Keep it to your self?

Why blog, you ask?  Two reasons: #1. It's cathartic.  I could lay awake for hours in the middle of the night thinking about 'things'.  Things that seem so important, revolutionary, traumatic, but in the morning they are really quite trivial.  Just journal, you say.  But here's #2.  Transparency.  I'm tired of everyone going along like they haven't a care in the world.  Myself included.  I come from a family of women that like to say, "I'm fine".  My grandmother said this a lot with a sly grin on her face.  This told us she wasn't really fine, but she wasn't going to talk about it. "I am strong, I am invincible, I am WOMAN!" This is one of my favorite Helen Reddy songs from my childhood. My mother's album. Another woman from the "I'm fine" generation.

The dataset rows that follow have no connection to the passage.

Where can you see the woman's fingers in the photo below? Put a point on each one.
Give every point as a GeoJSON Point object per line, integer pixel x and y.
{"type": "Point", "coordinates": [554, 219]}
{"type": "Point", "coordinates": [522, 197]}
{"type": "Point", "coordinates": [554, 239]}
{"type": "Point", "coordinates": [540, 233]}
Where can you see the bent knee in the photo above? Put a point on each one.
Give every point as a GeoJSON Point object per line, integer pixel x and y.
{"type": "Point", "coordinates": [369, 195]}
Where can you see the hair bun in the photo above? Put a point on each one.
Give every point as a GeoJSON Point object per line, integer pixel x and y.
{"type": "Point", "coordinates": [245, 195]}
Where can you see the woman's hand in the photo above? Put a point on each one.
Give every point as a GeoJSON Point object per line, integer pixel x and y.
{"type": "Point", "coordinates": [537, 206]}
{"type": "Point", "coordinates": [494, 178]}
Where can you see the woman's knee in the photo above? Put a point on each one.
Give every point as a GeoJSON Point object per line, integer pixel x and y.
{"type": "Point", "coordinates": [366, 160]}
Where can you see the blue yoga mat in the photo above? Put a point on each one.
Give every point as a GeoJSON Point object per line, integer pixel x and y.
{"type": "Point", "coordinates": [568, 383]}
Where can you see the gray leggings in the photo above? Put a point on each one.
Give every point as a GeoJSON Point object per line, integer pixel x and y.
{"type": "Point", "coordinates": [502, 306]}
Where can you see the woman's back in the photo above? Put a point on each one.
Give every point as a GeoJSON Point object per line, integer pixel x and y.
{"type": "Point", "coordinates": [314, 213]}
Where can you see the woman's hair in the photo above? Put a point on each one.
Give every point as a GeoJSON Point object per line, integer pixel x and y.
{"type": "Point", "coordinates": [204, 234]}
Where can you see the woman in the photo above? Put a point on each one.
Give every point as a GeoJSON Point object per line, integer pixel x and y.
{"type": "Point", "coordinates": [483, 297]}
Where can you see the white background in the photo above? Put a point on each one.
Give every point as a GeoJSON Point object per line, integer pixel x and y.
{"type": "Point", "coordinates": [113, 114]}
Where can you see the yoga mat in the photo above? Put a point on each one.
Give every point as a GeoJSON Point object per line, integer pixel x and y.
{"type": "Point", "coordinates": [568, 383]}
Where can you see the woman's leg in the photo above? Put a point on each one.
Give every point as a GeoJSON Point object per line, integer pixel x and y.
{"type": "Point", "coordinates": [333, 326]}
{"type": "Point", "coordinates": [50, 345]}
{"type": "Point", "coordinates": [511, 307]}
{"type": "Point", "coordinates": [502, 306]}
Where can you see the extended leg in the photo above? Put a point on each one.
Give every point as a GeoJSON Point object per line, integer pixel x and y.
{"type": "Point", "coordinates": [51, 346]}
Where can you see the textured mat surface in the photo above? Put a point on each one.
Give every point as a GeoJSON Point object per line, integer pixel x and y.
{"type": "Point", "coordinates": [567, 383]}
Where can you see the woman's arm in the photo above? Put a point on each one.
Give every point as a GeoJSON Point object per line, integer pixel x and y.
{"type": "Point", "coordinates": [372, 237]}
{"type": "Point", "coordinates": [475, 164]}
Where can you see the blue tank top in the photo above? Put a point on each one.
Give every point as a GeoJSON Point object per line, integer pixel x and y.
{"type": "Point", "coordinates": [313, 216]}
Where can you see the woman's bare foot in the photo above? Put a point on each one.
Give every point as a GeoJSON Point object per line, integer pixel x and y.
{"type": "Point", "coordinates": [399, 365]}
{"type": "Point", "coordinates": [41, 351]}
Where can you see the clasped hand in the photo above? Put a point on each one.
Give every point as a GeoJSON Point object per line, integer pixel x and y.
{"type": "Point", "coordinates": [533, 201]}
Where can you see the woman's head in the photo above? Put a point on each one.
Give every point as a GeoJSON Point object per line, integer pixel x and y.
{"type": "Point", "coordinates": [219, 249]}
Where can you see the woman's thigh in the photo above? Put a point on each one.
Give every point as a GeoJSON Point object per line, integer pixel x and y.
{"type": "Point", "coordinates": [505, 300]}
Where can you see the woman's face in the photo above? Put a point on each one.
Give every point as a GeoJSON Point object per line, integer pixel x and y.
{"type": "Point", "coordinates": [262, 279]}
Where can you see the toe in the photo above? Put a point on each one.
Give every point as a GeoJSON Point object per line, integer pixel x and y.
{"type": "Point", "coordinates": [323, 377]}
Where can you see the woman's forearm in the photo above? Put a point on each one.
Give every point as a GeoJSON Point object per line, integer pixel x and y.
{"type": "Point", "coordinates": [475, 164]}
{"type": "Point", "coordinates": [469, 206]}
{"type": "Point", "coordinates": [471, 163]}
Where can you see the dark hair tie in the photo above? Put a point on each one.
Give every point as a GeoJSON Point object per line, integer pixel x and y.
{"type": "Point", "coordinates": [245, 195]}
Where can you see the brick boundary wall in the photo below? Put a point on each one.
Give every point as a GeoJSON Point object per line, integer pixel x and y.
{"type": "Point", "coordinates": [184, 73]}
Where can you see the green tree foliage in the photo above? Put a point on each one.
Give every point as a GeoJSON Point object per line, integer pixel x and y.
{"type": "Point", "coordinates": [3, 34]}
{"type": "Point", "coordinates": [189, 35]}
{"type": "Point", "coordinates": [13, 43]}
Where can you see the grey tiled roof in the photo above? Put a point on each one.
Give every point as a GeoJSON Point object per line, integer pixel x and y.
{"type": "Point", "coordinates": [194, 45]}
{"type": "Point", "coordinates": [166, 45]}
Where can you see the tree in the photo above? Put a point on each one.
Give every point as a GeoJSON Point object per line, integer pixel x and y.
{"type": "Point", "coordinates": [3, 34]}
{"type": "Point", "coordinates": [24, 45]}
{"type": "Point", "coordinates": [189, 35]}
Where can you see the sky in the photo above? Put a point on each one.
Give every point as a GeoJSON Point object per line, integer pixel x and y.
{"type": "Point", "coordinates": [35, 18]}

Or how about this one, "I can bring home the bacon, fry it up in the pan…" And well, you remember the rest of that one.  Sure, I can go for a while with this attitude.  But at some point something gives.  And it's usually not pretty.

I wonder what would happen if we all started being a little more honest about what's really going on in our lives? Instead of 'I'm fine', we owned up to mistakes, hurts and needs.  Now I'm not talking about being a bunch of whiny-babies. 'Cause I ain't got no time for that.  But I'm famous for not even letting in those closest to me.  Yes, I've been hurt from opening up.  Hurt by well-meaning and even not-so-well-meaning Christians who should know better.  And by opening myself up I will probably be hurt again.  But how many others will be brought closer to Christ by my opening up? How much closer will I be brought to Christ?  I have a friend who's opening up in her blog about how painful divorce is.  Bart Millard of Mercy Me is opening up about things in his life.  He's being honest and I absolutely love it.

I recently read a book that is now one of my favorites, Unbroken, by Laura Hillenbrand.  It's the story of a man that not only survived World War II, but survived horrific treatment as a prisoner of war.  This book told me things about WWII that I wish I had known when my grandfather was talking about his experiences.  It should be used as a text book in schools. I learned more about that war from this book than I ever learned in history class.  But not only did it tell of his war experience but of the post traumatic stress he endured after returning home.  The PTSD caused him and his family problems that they could not overcome … Until one night when he met Christ through Billy Graham.  By putting his faith in Jesus he was brought out of his PTSD and his family was transformed.  And now how many others have been transformed by his opening up and letting us into his life?  Angelina Jolie was at least so moved by it she's making a movie from this book.  I wonder what it told her about Christ?

Recently I opened up about some struggles I was having with my son with special needs.  This struggle put me on the minds of friends and also my husband.  I am so thankful for the prayers and encouragement from them.  It is comforting and freeing to know that others are bringing my needs before Christ.  In the midst of our struggle my husband shared a bible verse with me. Just having that verse on my mind got me through some tough days.  How powerful and changing the word of God can be.  How much more powerful and changing will it be when we share it with others?

The bible verse I'm loving today is…
Psalm 130:5

1 comment:

  1. Amen! Not only is blogging cathartic, but for an introvert like myself, it is sometimes easier to pour out the pain on a page than trying to speak the words between tears, a quivering chin, and nasal drips.
    I will admit, the transparency made me nervous at first . . . "What will people think? What will they say?" But I can feel the prayers of my friends.
    Maybe we can be the generation of women that instead of saying "I'm fine," says "I'm going through some tough times right now and I'd really appreciate some prayers."